Broder ("David" to everyone in the hallway, the elevator, the campaign filing center, of course) remained the consummate collegial figure long after -- decades after -- earning the status of "dean of the Washington press corps." He had no pretense in him. He was a big-name pundit, but, most of all, he was a thing we used to call "a newspaper reporter." He knocked on doors to the very end of his career, interviewing voters, getting to know the local political organizers, never promoting himself to a rank too exalted to conduct shoe-leather reporting or pound out a deadline story in a cold gym in some remote corner of New Hampshire or Iowa.
Who am I kidding: He loved those gyms! And the tighter the deadline, the better.
He could turn his analytical eye on his own reporting: Read this story by Broder, in which he expresses doubts about his influential report of Ed Muskie becoming tearful in the snow outside the Union-Leader office in the 1972 New Hampshire primary. Maybe it was just melting snow!

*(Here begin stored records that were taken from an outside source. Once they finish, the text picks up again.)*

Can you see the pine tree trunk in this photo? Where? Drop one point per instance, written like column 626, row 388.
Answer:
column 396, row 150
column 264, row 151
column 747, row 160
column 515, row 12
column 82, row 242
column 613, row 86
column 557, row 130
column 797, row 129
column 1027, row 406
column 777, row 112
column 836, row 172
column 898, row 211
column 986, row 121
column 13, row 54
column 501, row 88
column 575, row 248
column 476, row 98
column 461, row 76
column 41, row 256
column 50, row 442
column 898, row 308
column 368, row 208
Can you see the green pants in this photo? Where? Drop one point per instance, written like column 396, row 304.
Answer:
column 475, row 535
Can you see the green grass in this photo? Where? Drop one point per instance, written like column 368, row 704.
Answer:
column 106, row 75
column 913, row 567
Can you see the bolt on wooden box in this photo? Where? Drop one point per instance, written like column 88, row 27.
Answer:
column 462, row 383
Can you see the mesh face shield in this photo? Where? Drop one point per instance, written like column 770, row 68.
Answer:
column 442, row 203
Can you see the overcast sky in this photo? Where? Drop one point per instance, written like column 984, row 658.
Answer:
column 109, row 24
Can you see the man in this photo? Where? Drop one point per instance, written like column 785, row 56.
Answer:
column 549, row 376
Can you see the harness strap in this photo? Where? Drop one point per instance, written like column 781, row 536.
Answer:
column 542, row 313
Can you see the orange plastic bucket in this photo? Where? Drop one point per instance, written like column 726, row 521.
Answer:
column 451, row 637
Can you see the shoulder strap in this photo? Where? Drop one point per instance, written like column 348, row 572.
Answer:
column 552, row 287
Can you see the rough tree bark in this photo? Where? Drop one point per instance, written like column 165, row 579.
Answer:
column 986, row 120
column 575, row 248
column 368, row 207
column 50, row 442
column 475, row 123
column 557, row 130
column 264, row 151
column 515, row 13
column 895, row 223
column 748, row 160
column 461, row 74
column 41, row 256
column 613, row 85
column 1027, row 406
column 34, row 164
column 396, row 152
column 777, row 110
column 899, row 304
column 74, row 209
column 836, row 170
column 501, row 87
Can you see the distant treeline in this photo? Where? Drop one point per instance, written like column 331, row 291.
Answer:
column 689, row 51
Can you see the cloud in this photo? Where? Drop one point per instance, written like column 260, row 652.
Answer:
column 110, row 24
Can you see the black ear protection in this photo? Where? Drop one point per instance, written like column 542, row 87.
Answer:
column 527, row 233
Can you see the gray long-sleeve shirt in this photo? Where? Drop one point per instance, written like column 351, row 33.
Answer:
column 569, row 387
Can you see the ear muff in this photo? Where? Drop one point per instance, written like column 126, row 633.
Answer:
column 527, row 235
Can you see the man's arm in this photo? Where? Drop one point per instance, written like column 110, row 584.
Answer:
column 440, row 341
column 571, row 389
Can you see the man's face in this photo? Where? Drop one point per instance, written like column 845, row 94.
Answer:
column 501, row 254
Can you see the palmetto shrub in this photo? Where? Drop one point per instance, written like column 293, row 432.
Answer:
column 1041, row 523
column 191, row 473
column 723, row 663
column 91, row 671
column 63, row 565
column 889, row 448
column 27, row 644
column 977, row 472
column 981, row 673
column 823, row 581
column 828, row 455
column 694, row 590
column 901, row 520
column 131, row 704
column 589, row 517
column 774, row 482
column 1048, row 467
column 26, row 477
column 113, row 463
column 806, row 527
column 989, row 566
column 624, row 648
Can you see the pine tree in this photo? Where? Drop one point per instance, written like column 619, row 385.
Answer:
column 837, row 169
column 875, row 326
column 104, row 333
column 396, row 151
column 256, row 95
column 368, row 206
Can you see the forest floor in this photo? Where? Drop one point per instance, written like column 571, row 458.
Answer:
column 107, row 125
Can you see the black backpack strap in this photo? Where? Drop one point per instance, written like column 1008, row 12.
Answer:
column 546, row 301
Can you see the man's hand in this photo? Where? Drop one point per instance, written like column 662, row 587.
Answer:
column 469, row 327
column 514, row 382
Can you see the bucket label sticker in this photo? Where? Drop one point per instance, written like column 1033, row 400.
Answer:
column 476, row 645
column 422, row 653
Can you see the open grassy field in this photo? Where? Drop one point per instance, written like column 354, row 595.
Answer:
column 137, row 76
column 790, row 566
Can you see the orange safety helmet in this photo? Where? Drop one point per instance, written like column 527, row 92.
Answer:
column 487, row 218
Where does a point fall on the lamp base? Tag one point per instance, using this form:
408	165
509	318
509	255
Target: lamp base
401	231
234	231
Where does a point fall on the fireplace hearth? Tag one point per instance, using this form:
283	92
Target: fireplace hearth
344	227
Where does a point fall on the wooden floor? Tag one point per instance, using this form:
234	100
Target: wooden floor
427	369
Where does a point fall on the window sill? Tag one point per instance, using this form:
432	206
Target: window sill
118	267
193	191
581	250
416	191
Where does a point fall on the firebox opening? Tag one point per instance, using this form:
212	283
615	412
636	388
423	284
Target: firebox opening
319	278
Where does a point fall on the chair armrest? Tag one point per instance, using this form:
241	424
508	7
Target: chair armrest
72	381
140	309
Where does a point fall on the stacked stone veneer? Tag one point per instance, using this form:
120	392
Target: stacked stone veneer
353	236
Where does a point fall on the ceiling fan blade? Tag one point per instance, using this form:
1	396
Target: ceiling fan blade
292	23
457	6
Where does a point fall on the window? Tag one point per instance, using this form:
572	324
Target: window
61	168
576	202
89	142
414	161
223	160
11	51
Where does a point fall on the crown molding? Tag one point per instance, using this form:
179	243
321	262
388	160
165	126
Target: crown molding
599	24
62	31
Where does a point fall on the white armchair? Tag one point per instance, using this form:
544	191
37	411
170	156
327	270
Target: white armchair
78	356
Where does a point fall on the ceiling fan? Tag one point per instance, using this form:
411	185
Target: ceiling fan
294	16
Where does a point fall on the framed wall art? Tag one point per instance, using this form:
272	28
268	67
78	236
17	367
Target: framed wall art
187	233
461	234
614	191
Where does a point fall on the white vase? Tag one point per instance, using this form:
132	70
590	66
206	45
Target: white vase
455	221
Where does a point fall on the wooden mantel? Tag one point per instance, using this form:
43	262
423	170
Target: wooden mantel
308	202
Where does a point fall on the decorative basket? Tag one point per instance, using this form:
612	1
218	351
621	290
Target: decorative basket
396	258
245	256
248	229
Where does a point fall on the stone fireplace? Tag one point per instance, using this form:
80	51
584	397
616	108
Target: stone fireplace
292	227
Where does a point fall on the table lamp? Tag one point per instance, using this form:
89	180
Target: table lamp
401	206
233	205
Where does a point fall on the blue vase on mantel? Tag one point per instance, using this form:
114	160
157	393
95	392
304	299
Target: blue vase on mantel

The syndicate known as The Washington Post Writers Group was pretty much invented to handle David Broder's prodigious output. He was also a professor at the University of Maryland. A number of ideologues, particularly in Blogworld, hated him for his political leanings, which were very close to being perfectly vertical. But that was enraging: He anchored himself in the political center, and religiously espoused good government, compromise solutions and bipartisanship. Naturally, the true believers viewed him as a dangerous moderate, a dinosaur, a centrist crank.
I doubt the hectoring bothered Broder, since he was too busy to worry about that stuff. He was a busy man -- he had some reporting to do.